Employers will still have the choice to sponsor a health insurance plan for their employees but they will be subject to the tax regardless.  It’s not likely that many employers will want to pay “twice” for health insurance coverage. The 6.7% payroll tax could be a considerable expense depending on the wages of their workforce.  For some employers it could be less than what they are paying now for health insurance.  For profit companies would also lose the tax deduction they currently receive for sponsoring health insurance.  ColoradoCare, if passed, is expected to increase taxes by 25 billion dollars in Colorado, however ColoradoCare claims the state’s population is currently spending 30 billion on health care and expect this program to save roughly 5 billion dollars a year.

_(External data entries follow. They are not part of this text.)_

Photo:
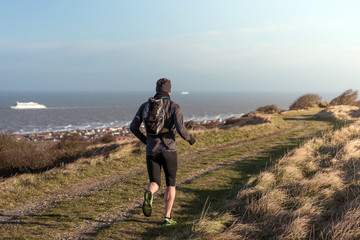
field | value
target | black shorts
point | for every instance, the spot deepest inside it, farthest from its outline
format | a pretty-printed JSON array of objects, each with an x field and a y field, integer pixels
[{"x": 168, "y": 160}]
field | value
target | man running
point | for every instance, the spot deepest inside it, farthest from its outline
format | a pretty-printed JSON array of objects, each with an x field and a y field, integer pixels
[{"x": 161, "y": 149}]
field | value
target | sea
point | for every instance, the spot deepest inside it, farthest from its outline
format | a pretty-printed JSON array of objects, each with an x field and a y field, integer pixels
[{"x": 68, "y": 111}]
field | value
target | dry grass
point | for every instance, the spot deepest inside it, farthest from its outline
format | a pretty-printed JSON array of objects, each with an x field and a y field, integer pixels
[
  {"x": 306, "y": 101},
  {"x": 312, "y": 192},
  {"x": 342, "y": 113}
]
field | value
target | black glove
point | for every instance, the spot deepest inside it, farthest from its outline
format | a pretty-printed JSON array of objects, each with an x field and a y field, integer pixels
[{"x": 192, "y": 140}]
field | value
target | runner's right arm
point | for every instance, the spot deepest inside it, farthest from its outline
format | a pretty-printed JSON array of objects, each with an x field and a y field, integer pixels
[{"x": 135, "y": 125}]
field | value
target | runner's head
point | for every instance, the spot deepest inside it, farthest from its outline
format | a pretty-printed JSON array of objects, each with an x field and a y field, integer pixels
[{"x": 163, "y": 85}]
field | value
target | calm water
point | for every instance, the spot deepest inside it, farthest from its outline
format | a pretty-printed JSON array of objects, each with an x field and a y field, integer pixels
[{"x": 86, "y": 110}]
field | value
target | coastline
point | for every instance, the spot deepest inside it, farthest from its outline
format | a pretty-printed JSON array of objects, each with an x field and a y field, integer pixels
[{"x": 119, "y": 132}]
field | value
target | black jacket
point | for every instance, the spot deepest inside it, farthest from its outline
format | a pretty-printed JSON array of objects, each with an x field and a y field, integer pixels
[{"x": 164, "y": 141}]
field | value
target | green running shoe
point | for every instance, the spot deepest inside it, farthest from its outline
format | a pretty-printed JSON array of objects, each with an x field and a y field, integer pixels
[
  {"x": 147, "y": 205},
  {"x": 169, "y": 222}
]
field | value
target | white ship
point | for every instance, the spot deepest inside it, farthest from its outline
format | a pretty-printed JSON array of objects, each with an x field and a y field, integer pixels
[{"x": 28, "y": 105}]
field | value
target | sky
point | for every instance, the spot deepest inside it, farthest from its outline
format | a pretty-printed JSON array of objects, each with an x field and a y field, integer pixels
[{"x": 200, "y": 45}]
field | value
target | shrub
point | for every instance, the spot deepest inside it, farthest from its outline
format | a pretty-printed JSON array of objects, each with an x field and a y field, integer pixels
[
  {"x": 306, "y": 101},
  {"x": 24, "y": 156},
  {"x": 346, "y": 98},
  {"x": 324, "y": 105},
  {"x": 268, "y": 109}
]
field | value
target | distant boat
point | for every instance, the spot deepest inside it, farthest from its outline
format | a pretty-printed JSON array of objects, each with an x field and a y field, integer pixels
[{"x": 28, "y": 105}]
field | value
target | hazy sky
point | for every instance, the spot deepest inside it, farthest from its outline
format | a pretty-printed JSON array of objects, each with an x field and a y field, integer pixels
[{"x": 201, "y": 45}]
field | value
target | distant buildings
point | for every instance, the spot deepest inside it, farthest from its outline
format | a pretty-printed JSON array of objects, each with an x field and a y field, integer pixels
[{"x": 120, "y": 133}]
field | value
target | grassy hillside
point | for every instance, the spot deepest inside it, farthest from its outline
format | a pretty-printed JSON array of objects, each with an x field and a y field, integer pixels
[{"x": 99, "y": 195}]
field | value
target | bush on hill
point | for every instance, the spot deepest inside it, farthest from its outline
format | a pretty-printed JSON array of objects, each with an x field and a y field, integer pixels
[
  {"x": 346, "y": 98},
  {"x": 306, "y": 101},
  {"x": 268, "y": 109}
]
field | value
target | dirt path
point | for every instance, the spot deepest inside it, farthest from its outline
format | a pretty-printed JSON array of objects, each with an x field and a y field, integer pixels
[{"x": 90, "y": 228}]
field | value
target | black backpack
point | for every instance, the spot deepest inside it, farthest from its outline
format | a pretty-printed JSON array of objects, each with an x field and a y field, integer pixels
[{"x": 154, "y": 116}]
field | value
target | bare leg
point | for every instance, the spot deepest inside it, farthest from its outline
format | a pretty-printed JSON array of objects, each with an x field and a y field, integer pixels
[
  {"x": 169, "y": 200},
  {"x": 153, "y": 187}
]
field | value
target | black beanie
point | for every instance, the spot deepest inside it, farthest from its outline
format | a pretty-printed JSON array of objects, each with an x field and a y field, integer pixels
[{"x": 163, "y": 85}]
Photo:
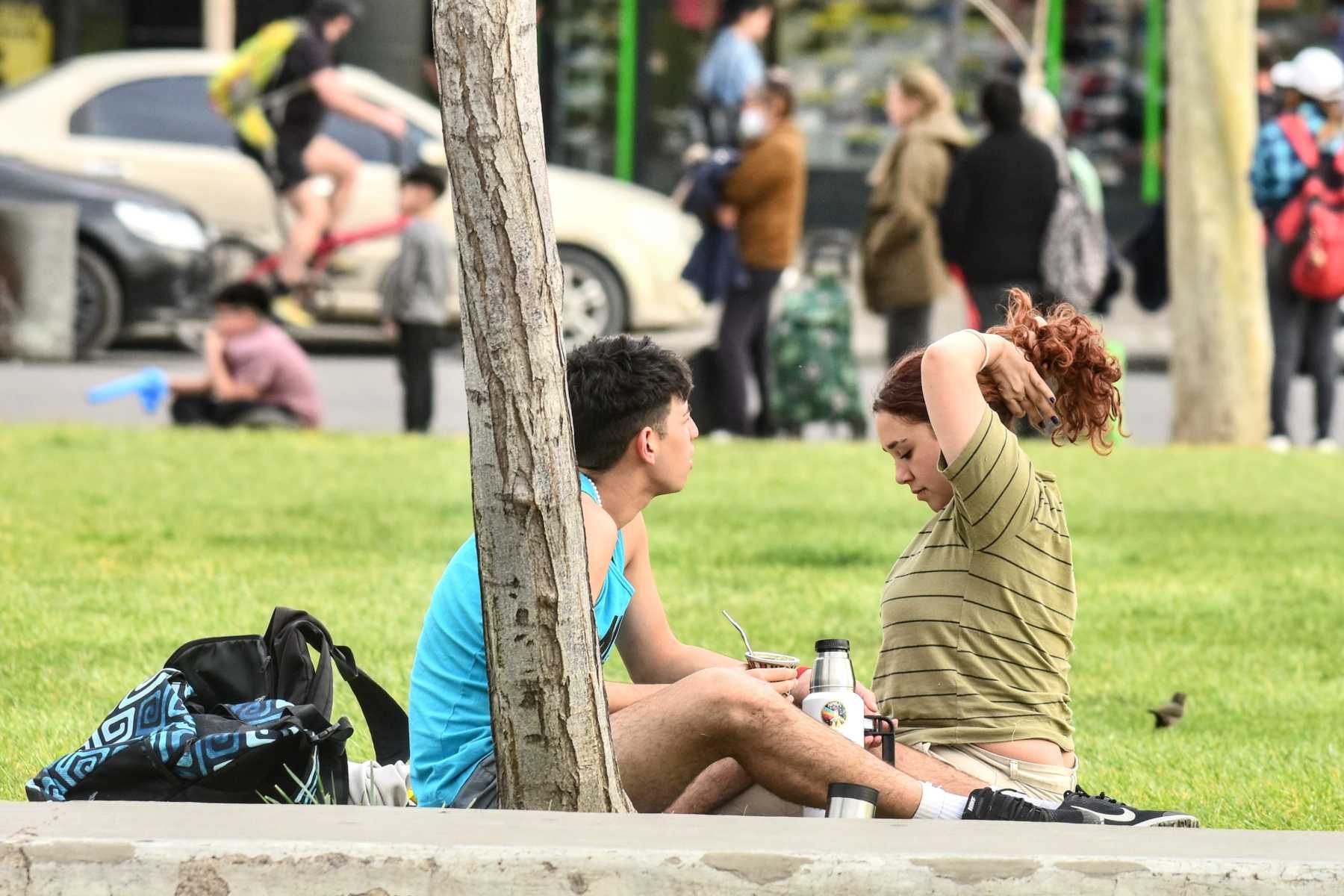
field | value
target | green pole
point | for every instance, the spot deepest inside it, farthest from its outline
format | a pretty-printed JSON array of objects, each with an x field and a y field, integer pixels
[
  {"x": 1054, "y": 45},
  {"x": 1154, "y": 105},
  {"x": 625, "y": 89}
]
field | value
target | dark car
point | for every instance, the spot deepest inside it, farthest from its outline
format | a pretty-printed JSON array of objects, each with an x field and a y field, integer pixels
[{"x": 140, "y": 257}]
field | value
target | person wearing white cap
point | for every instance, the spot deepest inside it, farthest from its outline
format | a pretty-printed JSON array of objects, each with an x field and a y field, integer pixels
[{"x": 1313, "y": 85}]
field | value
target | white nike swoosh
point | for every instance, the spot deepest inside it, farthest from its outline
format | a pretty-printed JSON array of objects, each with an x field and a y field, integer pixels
[{"x": 1120, "y": 818}]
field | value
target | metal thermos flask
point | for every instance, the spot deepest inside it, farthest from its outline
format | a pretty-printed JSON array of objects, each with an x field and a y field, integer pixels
[
  {"x": 833, "y": 700},
  {"x": 851, "y": 801}
]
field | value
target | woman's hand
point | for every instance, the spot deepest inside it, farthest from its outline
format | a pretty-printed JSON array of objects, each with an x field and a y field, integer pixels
[{"x": 1023, "y": 390}]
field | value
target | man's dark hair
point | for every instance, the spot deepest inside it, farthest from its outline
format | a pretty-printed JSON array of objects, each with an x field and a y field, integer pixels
[
  {"x": 734, "y": 10},
  {"x": 324, "y": 11},
  {"x": 430, "y": 176},
  {"x": 1001, "y": 104},
  {"x": 618, "y": 385},
  {"x": 245, "y": 294}
]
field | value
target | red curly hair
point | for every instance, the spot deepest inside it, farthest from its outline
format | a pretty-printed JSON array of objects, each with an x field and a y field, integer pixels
[{"x": 1070, "y": 355}]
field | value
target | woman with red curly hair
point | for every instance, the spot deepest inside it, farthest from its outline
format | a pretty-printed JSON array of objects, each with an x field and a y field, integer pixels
[{"x": 979, "y": 610}]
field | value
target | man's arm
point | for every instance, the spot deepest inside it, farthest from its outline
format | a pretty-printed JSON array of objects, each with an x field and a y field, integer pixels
[
  {"x": 761, "y": 172},
  {"x": 337, "y": 97},
  {"x": 651, "y": 652}
]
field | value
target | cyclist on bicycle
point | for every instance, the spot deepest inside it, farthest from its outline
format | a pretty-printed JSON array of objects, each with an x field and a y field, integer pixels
[{"x": 307, "y": 85}]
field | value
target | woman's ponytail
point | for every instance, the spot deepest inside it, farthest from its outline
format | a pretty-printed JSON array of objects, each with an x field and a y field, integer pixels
[{"x": 1070, "y": 354}]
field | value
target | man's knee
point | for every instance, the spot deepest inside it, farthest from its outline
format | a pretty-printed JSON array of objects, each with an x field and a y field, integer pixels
[
  {"x": 309, "y": 206},
  {"x": 730, "y": 697}
]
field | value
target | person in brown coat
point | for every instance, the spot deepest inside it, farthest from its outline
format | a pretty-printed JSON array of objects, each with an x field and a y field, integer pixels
[
  {"x": 764, "y": 200},
  {"x": 902, "y": 260}
]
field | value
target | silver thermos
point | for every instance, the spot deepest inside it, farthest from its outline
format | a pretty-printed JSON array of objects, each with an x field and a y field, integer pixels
[{"x": 851, "y": 801}]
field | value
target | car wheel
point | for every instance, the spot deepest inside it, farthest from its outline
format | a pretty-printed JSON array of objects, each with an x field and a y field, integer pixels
[
  {"x": 594, "y": 297},
  {"x": 97, "y": 302}
]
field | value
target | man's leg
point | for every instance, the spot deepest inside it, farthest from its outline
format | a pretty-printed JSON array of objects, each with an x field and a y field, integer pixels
[
  {"x": 715, "y": 786},
  {"x": 1287, "y": 311},
  {"x": 739, "y": 311},
  {"x": 1322, "y": 320},
  {"x": 420, "y": 376},
  {"x": 312, "y": 217},
  {"x": 326, "y": 156},
  {"x": 665, "y": 742},
  {"x": 764, "y": 284}
]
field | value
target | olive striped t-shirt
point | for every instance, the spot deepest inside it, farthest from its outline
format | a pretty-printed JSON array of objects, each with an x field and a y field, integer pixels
[{"x": 977, "y": 615}]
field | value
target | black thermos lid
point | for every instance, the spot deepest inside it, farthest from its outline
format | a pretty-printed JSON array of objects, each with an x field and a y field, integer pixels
[{"x": 853, "y": 791}]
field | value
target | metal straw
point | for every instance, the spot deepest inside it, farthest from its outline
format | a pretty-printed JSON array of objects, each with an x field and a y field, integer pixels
[{"x": 741, "y": 632}]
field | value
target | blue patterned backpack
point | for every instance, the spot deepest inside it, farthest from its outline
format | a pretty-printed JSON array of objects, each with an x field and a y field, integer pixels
[{"x": 233, "y": 719}]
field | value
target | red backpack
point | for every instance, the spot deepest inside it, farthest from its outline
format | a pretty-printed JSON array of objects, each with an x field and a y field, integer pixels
[{"x": 1312, "y": 222}]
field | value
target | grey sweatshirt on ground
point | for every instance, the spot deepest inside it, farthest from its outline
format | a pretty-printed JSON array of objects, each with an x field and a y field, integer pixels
[{"x": 416, "y": 285}]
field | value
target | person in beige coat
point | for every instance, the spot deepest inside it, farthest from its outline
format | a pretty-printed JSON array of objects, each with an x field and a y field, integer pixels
[{"x": 902, "y": 261}]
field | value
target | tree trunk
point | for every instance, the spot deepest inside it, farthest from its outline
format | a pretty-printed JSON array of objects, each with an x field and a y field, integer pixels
[
  {"x": 547, "y": 703},
  {"x": 1221, "y": 347}
]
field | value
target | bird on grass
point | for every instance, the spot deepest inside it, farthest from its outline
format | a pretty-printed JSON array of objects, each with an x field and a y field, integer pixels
[{"x": 1169, "y": 714}]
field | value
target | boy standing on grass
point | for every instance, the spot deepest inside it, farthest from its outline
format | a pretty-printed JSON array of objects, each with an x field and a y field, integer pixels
[{"x": 416, "y": 292}]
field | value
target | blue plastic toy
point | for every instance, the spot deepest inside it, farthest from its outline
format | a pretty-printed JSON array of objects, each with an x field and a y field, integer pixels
[{"x": 151, "y": 385}]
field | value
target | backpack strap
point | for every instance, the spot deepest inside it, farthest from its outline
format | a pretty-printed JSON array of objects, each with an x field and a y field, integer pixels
[
  {"x": 388, "y": 723},
  {"x": 1300, "y": 139}
]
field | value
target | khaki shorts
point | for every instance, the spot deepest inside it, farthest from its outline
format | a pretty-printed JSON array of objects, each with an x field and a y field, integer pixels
[{"x": 1001, "y": 773}]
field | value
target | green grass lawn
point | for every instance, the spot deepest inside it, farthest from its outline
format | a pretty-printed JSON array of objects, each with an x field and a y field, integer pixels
[{"x": 1219, "y": 573}]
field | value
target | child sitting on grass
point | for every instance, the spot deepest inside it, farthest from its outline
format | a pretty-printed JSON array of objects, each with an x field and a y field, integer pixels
[
  {"x": 414, "y": 293},
  {"x": 255, "y": 375}
]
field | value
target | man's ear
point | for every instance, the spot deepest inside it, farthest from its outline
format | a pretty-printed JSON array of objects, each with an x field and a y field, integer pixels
[{"x": 647, "y": 445}]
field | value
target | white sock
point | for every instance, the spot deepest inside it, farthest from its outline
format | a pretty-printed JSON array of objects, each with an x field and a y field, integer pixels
[{"x": 936, "y": 802}]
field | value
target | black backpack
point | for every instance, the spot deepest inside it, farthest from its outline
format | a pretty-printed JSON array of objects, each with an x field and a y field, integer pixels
[{"x": 233, "y": 719}]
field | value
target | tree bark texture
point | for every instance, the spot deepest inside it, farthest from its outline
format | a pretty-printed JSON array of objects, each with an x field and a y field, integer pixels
[
  {"x": 549, "y": 707},
  {"x": 38, "y": 280},
  {"x": 1221, "y": 347}
]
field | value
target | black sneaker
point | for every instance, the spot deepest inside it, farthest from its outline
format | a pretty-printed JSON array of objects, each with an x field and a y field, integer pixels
[
  {"x": 1006, "y": 805},
  {"x": 1109, "y": 810}
]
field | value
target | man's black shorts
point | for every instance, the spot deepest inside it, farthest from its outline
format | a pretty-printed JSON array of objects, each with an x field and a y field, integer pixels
[{"x": 287, "y": 169}]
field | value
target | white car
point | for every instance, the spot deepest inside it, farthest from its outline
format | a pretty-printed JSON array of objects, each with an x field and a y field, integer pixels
[{"x": 144, "y": 116}]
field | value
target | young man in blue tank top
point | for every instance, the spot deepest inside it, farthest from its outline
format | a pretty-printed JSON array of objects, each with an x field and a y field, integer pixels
[{"x": 695, "y": 729}]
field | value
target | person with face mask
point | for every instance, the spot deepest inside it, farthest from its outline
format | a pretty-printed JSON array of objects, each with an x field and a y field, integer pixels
[{"x": 764, "y": 200}]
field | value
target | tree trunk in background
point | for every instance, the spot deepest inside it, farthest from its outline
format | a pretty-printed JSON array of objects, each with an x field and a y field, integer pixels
[
  {"x": 1221, "y": 347},
  {"x": 549, "y": 709},
  {"x": 38, "y": 280},
  {"x": 218, "y": 25}
]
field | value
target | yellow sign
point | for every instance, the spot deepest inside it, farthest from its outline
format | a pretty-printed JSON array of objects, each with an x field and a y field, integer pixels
[{"x": 25, "y": 42}]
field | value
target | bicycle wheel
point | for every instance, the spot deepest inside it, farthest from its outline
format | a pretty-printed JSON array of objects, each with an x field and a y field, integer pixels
[{"x": 233, "y": 258}]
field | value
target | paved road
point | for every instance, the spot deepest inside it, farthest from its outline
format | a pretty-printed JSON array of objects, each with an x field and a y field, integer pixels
[{"x": 362, "y": 393}]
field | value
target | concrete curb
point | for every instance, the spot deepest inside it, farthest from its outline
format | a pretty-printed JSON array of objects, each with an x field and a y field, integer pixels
[{"x": 156, "y": 849}]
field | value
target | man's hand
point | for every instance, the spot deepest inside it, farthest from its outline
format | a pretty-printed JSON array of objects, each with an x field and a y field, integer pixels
[{"x": 780, "y": 680}]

How will these savings materialize?  Insurance cost can be simplified to three categories: administration, stop loss/pooling protection and claims.  ColoradoCare contends that it will decrease all three components.

How? First of all, proponents claim that administrative and claims costs will be reduced based on the collective purchasing power of the state program.  For example, the Board of Trustees will be responsible for ensuring the acquisition of pharmaceuticals and medical equipment.  Similar to how other countries purchase pharmaceuticals e.g. Canada or the U.K.  Additional administrative savings will be garnered by eliminating the insurance company networks and the current payment and billing processes that can be administratively burdensome to providers.  In other words, the program would eliminate the insurance carrier as the third party payer freeing up administrative expenses to the hospitals and providers.

ColoradoCare’s website does not mention any kind of insurance protection to be purchased to protect from catastrophic claims so the assumption is that there is none and the cost of insurance will be out of the equation lower costs.

From a claims perspective, it is difficult to determine if Colorado care will somehow impact utilization or lower the unit cost of care.  This is the huge question that remains to be answered. Providers will be reimbursed directly from ColoradoCare and not by an insurance company.  This is a material change to the current system of healthcare purchasing.  ColoradoCare claims that providers will be fully reimbursed as the program realizes it must provide competitive reimbursement rates similar to what they receive now if they want to keep quality physicians in the state.  If prescriptions and medical devices are acquired directly and at a lower costs, this will have a direct impact on claims costs but what about other areas like inpatient/outpatient/mental health?

Regarding utilization, if a participant has open access to providers and no cost share for many services, what mechanisms are in place to prevent the over utilization of medical care?  Other questions arise on how to handle care for a Colorado resident who leaves the state for treatment.

The financing of ColoradoCare leaves a lot of questions unanswered.  Will it reduce costs for all?  The state is bracing for a monumental vote in November.  The rest of the country will be watching the results.